After a hard summer ( I lost my 6 year old Brittany this summer) I did some looking around and found a great breeder out of Indiana. I talked to him for hours about puppies and possibly one out of his litter! He really felt for me and the loss of my Britt. and he bumped me to the front of the line on one of his pups ( a long story short would bring us to his first dog which was his favorite and a Brittany as well). So we met at his deer camp in Grantsburg WI this weekend to pick the little guy up! He was down for a test near the cities and had 17 dogs and 2 puppies packed in his truck so we got to meet all of his dog's...litterally! The best part was getting to meet my pups parents. His mother is HRCH UH Brandywines Front Paige News - runner up at 2010 BSS Upland Nationals in Intermediate who was just a sweet heart! She was loving me up like she new I was leaving with one of her puppies and I had to pass her test! Father is HRCH UH Brandywines Bessie's Mojo UNCH11 who is just as fun loving as Paige. He just recieved 2 Finish Passes this weekend and has past all his test so far this fall. Both are a bit bigger for Boykins and exactly what I was looking for! So without anymore introduction here is Brandywines Risky Rygg's!

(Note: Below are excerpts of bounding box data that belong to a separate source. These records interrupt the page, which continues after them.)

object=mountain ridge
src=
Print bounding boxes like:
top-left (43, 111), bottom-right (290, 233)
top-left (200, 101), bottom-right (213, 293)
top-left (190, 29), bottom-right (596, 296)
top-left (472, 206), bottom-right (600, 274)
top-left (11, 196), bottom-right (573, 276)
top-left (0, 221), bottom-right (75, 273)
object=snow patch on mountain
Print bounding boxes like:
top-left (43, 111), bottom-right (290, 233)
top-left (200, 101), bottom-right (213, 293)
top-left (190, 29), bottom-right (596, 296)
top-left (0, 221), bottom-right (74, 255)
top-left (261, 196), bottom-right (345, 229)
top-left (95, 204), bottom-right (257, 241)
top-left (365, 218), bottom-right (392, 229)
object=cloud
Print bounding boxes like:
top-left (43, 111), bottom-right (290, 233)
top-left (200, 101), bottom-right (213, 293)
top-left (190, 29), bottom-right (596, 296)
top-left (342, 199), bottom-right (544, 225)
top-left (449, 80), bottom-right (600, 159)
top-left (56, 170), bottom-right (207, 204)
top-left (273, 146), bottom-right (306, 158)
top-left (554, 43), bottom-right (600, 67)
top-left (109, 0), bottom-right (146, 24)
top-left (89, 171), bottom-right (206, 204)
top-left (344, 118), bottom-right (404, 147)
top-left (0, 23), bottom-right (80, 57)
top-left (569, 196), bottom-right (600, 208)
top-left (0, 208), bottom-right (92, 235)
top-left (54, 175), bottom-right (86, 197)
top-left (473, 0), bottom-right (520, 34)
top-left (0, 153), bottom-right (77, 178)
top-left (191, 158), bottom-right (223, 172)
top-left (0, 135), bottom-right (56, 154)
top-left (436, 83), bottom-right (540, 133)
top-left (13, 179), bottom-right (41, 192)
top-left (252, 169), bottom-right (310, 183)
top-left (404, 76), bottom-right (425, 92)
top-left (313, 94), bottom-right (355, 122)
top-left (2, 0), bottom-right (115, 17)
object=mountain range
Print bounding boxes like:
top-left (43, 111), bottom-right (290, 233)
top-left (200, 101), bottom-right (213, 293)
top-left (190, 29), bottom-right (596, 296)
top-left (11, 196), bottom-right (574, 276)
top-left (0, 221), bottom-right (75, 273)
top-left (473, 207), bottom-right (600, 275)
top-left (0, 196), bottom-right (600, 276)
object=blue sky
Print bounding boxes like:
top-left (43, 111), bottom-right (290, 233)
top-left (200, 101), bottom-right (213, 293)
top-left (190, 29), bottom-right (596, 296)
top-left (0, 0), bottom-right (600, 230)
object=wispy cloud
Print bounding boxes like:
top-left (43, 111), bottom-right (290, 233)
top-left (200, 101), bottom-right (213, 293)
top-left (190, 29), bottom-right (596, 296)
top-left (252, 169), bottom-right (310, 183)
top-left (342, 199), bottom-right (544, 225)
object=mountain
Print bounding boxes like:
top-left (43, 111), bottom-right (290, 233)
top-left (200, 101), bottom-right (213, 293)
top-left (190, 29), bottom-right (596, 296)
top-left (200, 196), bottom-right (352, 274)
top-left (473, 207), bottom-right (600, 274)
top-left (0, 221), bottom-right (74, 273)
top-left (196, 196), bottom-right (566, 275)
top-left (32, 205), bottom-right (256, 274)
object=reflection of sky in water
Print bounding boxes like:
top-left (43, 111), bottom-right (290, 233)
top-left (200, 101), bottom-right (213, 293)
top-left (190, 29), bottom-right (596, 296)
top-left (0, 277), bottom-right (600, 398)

Thank you Phil and Karen Hinchman (breeders)! The experience was one of many memories!


----------



## Dick Monson (Aug 12, 2002)

Mav, thats a good looking pup...... and you can delivery in those eyes. You'll be rolling in no time.


----------



## Maverick (Mar 4, 2002)

Thanks Dick! He is showing good signs for the field at an early age!


----------



## mmduncan (Dec 24, 2009)

They're Right up the road from me.. Some of the Top Boykins in the country hands down!


----------